5. A method for preparing the composition according to any one of claims 1 to 4, characterized in that: Includes the following steps: The raw materials are mixed to obtain the final product.
6. The use of the composition according to any one of claims 1 to 4 in the preparation of a product having immunomodulatory function.
7. The application according to claim 6, characterized in that: The product includes at least one of health food, food composition or pharmaceutical; and / or, the immunomodulatory function includes intestinal immunomodulatory function.
8. The use of the composition according to any one of claims 1 to 4 in the preparation of products that increase intestinal flora.
9. A dietary supplement or food, characterized in that: The dietary supplement or food includes the composition as described in any one of claims 1 to 4.

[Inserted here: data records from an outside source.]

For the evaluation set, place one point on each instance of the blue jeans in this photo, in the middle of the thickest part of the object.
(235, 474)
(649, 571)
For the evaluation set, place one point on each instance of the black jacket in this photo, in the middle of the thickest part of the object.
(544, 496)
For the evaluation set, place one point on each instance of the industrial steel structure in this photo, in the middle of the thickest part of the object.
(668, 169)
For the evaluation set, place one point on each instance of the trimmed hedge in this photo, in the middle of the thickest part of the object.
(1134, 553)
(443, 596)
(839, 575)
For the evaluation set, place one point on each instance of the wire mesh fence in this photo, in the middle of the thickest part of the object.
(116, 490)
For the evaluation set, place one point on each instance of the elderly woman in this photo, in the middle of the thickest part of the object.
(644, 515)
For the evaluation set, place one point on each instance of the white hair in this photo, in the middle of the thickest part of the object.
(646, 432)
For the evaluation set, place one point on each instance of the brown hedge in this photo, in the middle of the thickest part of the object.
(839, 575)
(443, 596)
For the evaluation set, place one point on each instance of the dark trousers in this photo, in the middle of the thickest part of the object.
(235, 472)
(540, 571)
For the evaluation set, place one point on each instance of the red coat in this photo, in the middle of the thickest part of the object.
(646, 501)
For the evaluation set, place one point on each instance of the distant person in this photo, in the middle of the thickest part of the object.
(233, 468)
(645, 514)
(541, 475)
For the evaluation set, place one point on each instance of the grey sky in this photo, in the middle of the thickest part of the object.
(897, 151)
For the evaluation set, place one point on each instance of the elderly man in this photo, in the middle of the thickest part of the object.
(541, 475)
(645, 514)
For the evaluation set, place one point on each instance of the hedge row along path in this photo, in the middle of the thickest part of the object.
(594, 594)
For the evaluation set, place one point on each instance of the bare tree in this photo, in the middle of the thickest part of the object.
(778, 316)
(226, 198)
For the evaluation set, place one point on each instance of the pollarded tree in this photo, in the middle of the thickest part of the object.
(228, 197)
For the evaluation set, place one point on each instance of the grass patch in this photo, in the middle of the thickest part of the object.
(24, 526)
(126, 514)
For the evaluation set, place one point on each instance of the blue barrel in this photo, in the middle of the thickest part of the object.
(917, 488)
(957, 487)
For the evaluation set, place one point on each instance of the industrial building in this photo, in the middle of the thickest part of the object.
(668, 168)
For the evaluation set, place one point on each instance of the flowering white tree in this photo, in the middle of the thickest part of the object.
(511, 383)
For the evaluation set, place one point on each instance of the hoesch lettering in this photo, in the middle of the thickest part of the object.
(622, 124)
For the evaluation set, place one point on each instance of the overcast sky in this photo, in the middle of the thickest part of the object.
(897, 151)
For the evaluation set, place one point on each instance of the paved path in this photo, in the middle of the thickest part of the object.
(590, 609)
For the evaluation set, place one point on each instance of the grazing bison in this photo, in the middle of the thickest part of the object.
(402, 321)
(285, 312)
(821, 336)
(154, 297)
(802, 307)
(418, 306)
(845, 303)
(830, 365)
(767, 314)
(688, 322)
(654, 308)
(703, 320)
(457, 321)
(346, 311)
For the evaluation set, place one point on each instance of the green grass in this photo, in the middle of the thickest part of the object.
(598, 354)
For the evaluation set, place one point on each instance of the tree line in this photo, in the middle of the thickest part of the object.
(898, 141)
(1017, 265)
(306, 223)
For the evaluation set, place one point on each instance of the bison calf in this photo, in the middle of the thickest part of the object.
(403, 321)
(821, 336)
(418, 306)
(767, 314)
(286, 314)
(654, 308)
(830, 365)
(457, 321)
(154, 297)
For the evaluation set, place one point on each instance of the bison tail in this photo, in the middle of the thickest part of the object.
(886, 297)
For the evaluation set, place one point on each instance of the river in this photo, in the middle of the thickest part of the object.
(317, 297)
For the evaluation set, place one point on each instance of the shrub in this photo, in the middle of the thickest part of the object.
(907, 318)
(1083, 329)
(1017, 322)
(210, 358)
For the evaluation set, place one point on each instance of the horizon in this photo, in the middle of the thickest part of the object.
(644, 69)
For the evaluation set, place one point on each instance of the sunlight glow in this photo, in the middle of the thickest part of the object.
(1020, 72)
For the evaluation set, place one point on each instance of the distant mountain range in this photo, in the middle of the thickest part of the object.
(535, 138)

10. The dietary supplement or food according to claim 9, characterized in that: The dietary supplement or food also includes thickeners and flavorings. The thickeners include two of the following: pectin-apple, maltodextrin, and aloe vera gel. The flavorings are selected from at least three of the following: citrus fruit powder, lychee fermentation powder, strawberry powder, banana powder, lemon fruit powder, pineapple powder, strawberry powder, papaya powder, and honey powder.